On Sat, 27 Dec 2008 10:58:07 am Nick Coghlan wrote:
The doc for os.path.commonprefix states:
Return the longest path prefix (taken character-by-character)
that is a prefix of all paths in list. If list is empty, return the empty string (''). Note that this may return invalid paths because it works a character at a time.
I remember encountering this in an earlier version of Python 2.x (maybe 2.2 or 2.3?) and "fixed" it to work by pathname components instead of by characters. That had to be reverted because it was a behavior change and broke code which used it for strings which didn't represent paths. After the reversion I then forgot about it.
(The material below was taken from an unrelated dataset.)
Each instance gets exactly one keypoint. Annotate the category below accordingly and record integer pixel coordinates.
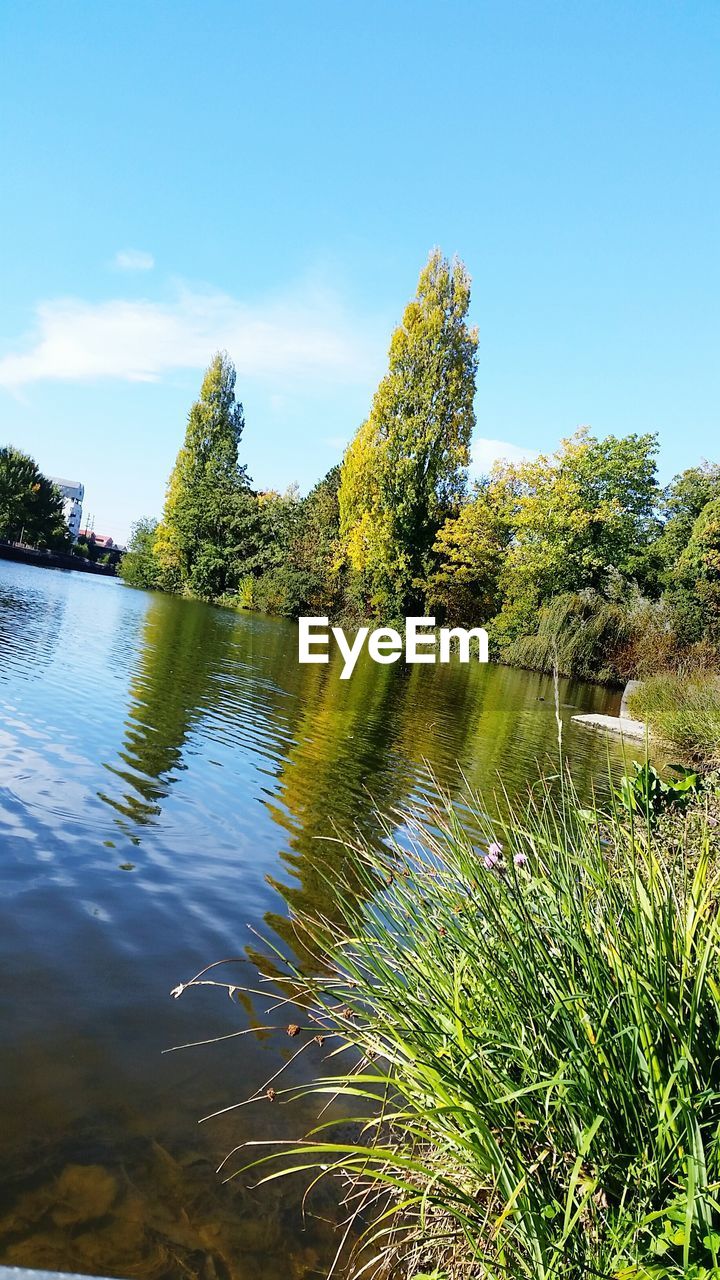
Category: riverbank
(538, 1119)
(21, 554)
I just stumbled upon it again. It seems to me this would have been a good thing to fix in 3.0. Is this something which could change in 3.1 (or be deprecated in 3.1 with deletion in 3.2)?
Why can't we add an "allow_fragment" keyword that defaults to True? Then "allow_fragment=False" will stop at the last full directory name and ignore any partial matches on the filenames or the next subdirectory (depending on where the common prefix ends).
For what it's worth, I think that the two pieces of functionality are different enough that in an ideal world they should be two different functions rather than one function with a switch. I think os.path.commonprefix should only operate on path components, and if character-by-character prefix matching on general strings is useful, then it should be a string method.